Though Basquiat once referred to Miles Davis as his favorite musician, it was Charlie Parker who ultimately figured as his all-time personal hero. In many ways Parker’s career trajectory paralleled Basquiat’s. Parker’s brief recording career lasted only one decade from 1945 to 1955, and he was a largely self-taught saxophonist. Pioneering the jazz style of bebop that is best exemplified by the sonic rhythms of the eponymous composition, Parker was uncompromising in his revolutionary sonic complexity that synthesized an inventively fast tempo, alternating chord progressions, and above all else, an undying freedom of improvisation. The modernity of the bebop sound that Parker innovated, as well as the urgency of ending racial segregation in the wake of World War II through which he lived, are both no better suggested than in the call to action behind the present composition’s title: “Now’s The Time.”
Beginning in 1983, Basquiat began to focus on jazz as a central subject of his work and would go on to produce more than thirty paintings in tribute to saxophonist Charlie Parker alone. In Now’s the Time, Basquiat transforms Parker to the shorthand “PRKR,” creating an updated persona for the jazz legend that mirrors Basquiat’s street tagging alter-ego SAMO, drawing an unmistakable parallel between the two artists and binding their artistic legacies. As a final touch, the artist emblazons his signature copyright sign upon the surface of the painting, both as a means of giving credit to Parker and marking the painting and declaration as his own.

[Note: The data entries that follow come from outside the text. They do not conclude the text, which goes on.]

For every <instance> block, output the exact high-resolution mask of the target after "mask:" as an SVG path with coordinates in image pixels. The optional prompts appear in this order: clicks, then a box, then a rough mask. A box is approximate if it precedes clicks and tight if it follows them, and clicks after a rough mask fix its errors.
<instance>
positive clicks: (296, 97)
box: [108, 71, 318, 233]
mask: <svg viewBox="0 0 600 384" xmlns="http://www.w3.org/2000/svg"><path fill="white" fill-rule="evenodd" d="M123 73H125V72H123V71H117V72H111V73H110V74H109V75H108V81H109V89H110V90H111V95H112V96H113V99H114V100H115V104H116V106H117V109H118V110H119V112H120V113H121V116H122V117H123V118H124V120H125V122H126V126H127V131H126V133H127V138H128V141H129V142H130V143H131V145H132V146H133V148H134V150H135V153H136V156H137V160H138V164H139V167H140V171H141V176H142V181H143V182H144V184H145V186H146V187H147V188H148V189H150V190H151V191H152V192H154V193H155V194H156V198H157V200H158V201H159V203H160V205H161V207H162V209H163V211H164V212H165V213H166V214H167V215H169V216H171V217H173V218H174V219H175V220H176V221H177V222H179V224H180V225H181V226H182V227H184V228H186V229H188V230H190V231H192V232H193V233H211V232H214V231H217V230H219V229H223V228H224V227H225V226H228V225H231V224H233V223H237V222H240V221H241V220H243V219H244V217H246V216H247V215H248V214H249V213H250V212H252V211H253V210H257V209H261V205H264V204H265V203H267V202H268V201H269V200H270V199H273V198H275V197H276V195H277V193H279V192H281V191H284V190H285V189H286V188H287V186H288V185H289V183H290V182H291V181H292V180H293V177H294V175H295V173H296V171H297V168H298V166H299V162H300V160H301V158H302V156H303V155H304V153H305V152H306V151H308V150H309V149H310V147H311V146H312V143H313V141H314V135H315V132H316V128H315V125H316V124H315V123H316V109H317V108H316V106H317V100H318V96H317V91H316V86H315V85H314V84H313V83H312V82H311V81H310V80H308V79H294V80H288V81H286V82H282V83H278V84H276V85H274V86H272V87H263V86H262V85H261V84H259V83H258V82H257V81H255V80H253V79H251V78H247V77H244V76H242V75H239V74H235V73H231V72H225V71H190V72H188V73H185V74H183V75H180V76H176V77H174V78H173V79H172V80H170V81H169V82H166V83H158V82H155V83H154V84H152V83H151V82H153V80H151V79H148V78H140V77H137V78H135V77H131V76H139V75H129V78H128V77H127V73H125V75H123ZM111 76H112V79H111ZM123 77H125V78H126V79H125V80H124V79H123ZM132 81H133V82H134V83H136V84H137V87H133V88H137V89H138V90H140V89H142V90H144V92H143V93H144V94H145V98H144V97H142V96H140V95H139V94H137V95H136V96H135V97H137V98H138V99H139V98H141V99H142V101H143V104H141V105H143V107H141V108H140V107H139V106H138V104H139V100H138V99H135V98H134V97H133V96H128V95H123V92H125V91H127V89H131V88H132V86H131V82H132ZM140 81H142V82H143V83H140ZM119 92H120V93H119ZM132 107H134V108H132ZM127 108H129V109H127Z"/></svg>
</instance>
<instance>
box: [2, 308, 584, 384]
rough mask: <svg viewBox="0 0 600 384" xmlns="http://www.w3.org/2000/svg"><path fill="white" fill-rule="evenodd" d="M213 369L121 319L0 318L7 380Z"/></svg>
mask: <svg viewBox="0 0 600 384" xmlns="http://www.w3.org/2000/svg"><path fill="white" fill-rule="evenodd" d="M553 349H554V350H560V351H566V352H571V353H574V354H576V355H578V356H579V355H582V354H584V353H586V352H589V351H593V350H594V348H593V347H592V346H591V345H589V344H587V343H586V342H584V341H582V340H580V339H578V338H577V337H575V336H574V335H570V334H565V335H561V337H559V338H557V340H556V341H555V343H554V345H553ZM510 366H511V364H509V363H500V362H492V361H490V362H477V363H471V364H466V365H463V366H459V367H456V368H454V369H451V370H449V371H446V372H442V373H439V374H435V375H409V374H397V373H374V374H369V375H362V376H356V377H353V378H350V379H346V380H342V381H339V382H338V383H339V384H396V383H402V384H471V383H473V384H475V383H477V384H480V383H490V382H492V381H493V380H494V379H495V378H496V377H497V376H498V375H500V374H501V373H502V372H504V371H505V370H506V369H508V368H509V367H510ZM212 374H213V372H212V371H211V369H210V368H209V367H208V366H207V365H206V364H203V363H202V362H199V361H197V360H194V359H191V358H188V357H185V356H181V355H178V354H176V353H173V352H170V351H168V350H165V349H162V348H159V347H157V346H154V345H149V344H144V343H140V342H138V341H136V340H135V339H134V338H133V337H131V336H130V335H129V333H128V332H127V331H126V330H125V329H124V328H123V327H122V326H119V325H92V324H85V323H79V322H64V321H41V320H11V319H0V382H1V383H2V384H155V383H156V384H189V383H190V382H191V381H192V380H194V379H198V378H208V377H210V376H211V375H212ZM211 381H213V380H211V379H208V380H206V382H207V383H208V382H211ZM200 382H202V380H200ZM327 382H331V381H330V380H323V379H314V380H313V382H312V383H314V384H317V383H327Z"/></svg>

With Now’s The Time, Basquiat reconfigures the familiar form of a vinyl record into an abstract composition that more closely resembles a black hole in size and scale, as the painting is composed on a large, roughly cut plywood disk that immediately absorbs the viewer into its mass. Basquiat’s austere white-on-black technique is restrained yet elegant, possessing a beauty and stillness that evoke the rigors of Minimalism while preserving the urban grit and energy of the artist’s downtown New York environs. The work builds upon the conceptual practices of artists such as Jasper Johns, and radically destabilizes the boundaries of painting, sculpture, and object in a poignant interpretation of the cultural symbolism and context behind Parker’s music.
While abstaining from the expressionist fury normally associated with Basquiat’s paintings, the irregular shape of the work maintains the profound tension pervading most of his oeuvre. Rejoicing in the Black male jazz musicians with whom Basquiat discovered his unique style, Now’s the Time creates a monument to Basquiat’s legendary career and influence that resounds today with visual artists and musicians who continue to amplify his voice and find inspiration in the depth of his body of work and life. With three words, Basquiat declares his place amongst the pantheon of Black artistic icons he admired, claiming the moment as his own and immortalizing the significance of his then radical, now canonical artistic project: Now’s the Time.
Testifying to its significance in Basquiat’s oeuvre, Now’s the Time has appeared as a major highlight in many of the Basquiat’s most acclaimed international exhibitions and retrospectives, including those at the Brooklyn Museum, New York; Fondation Beyeler, Basel; and Art Gallery of Ontario, where it was the centerpiece of the eponymous exhibition entitled Jean Michel Basquiat: Now’s the Time, and most recently, in the landmark exhibition at Montreal Museum of Art, Seeing Loud: Basquiat and Music, where it was prominently illustrated on the cover of the exhibition catalogue.